Reputation: 347
I'm migrating the following function to a function to sql udf spark.
DROP FUNCTION IF EXISTS anyarray_enumerate(anyarray);
CREATE FUNCTION anyarray_enumerate(anyarray)
RETURNS TABLE (index bigint, value anyelement) AS
$$
SELECT
row_number() OVER (),
value
FROM (
SELECT unnest($1) AS value
) AS unnested
$$
LANGUAGE sql IMMUTABLE;
I do not get that spark sql output is similar to that obtained in SQL. Any help or idea?
demo=# select anyarray_enumerate(array[599,322,119,537]);
anyarray_enumerate
--------------------
(1,599)
(2,322)
(3,119)
(4,537)
(4 rows)
My current code is:
def anyarray_enumerate[T](anyarray: WrappedArray[T]) = anyarray.zipWithIndex
// Registers a function as a UDF so it can be used in SQL statements.

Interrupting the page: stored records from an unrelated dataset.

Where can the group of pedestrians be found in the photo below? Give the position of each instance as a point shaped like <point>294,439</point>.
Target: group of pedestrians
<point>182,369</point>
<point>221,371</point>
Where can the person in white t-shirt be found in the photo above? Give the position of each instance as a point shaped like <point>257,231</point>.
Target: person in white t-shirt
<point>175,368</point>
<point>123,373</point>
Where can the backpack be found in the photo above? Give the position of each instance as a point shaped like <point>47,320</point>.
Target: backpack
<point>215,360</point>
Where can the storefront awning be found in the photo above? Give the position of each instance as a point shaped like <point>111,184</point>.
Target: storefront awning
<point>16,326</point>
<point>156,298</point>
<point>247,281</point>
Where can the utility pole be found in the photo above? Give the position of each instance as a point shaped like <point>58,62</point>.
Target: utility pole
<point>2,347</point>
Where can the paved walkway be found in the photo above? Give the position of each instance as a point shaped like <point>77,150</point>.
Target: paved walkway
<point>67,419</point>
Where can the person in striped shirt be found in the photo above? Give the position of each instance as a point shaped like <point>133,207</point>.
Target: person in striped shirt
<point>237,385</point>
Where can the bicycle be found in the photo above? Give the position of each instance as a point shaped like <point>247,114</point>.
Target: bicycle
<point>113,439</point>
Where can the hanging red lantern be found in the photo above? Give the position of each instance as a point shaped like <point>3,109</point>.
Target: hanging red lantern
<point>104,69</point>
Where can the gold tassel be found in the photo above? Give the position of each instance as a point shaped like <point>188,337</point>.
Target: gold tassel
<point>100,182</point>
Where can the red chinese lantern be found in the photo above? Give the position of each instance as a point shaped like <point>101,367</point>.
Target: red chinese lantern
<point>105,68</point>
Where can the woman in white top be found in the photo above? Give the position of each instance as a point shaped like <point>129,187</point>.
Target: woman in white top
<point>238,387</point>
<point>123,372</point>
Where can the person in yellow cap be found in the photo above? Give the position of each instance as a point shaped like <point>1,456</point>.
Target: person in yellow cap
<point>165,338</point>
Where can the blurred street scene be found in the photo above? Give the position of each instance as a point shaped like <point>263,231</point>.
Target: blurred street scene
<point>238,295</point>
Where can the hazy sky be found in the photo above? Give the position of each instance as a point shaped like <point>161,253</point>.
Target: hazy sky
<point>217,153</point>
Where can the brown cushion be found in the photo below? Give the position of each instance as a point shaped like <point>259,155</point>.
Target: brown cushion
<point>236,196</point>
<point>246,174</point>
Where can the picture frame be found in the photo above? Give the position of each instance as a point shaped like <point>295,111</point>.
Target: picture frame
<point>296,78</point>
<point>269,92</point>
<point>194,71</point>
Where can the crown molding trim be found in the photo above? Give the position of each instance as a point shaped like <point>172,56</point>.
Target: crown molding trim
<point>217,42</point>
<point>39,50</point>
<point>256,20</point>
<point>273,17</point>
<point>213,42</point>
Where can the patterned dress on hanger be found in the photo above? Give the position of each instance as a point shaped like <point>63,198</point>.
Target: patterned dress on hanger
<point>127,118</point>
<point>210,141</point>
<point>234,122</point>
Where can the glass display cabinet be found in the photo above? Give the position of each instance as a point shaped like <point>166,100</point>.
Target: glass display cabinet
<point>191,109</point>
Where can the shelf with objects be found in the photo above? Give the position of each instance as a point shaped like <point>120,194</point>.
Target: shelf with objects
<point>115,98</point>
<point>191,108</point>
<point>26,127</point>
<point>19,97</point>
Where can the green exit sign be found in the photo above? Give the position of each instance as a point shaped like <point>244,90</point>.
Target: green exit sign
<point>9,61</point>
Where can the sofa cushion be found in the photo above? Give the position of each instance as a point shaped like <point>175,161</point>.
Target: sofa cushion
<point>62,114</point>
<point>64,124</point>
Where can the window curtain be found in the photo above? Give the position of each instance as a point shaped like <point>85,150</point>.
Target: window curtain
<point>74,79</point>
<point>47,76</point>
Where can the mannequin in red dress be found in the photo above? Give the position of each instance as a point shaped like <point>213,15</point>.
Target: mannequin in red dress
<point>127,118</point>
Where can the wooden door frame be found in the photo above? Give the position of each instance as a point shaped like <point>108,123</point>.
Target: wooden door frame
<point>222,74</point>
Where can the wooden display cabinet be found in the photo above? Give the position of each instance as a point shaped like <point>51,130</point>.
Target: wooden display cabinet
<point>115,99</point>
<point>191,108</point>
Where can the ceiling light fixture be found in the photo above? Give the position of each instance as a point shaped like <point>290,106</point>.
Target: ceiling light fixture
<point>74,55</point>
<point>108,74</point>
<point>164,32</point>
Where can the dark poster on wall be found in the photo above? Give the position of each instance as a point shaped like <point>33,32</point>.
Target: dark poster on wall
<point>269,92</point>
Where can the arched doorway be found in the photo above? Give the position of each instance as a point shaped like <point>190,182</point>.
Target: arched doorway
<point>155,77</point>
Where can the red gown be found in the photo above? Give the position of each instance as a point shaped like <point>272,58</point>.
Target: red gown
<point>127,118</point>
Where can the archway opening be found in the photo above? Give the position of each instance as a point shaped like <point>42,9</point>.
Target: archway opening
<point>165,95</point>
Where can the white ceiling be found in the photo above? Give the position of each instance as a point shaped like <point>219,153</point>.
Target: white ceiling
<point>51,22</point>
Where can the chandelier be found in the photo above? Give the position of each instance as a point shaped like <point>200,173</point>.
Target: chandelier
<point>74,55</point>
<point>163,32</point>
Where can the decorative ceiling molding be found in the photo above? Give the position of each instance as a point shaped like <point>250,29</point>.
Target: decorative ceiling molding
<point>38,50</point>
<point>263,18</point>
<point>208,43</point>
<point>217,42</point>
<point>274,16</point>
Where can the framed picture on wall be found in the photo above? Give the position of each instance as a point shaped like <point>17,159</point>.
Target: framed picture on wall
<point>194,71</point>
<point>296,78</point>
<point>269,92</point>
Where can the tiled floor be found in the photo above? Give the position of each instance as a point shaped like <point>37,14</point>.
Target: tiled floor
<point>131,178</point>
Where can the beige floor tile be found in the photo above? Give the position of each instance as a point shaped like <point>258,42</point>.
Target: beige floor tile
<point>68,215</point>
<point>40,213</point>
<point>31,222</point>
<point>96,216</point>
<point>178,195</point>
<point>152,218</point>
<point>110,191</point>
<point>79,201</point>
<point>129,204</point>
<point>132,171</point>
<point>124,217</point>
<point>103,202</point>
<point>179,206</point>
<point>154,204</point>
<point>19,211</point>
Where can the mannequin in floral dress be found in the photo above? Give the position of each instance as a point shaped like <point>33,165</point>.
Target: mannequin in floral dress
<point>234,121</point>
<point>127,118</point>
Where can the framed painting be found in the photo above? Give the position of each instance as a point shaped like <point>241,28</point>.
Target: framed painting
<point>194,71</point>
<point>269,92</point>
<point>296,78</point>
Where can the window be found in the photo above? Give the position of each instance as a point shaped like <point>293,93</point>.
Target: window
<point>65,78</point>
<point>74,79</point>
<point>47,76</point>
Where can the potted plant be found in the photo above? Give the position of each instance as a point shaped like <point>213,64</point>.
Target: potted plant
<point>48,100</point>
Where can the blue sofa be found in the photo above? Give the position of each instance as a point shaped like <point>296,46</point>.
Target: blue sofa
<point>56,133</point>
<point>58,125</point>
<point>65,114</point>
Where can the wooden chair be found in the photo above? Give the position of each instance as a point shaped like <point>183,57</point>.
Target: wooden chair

sqlContext.udf.register("anyarray_enumerate", anyarray_enumerate(_:WrappedArray[Int]))
Thank you
Upvotes: 1
Views: 93
Reputation: 91
Your UDF returns the whole array of tuples in a single row:
spark.sql("select anyarray_enumerate(array(599, 322, 119, 537)) as foo").show()
+--------------------+
| foo|
+--------------------+
|[[599,0], [322,1]...|
+--------------------+
but you can use the explode()
function to split that into multiple rows:
spark.sql("select explode(anyarray_enumerate(array(599, 322, 119, 537))) as foo").show()
+-------+
| foo|
+-------+
|[599,0]|
|[322,1]|
|[119,2]|
|[537,3]|
+-------+
Also, the zipWithIndex
method returns the value first and index second, unlike your SQL command, but that's easily fixed in the UDF.
Upvotes: 1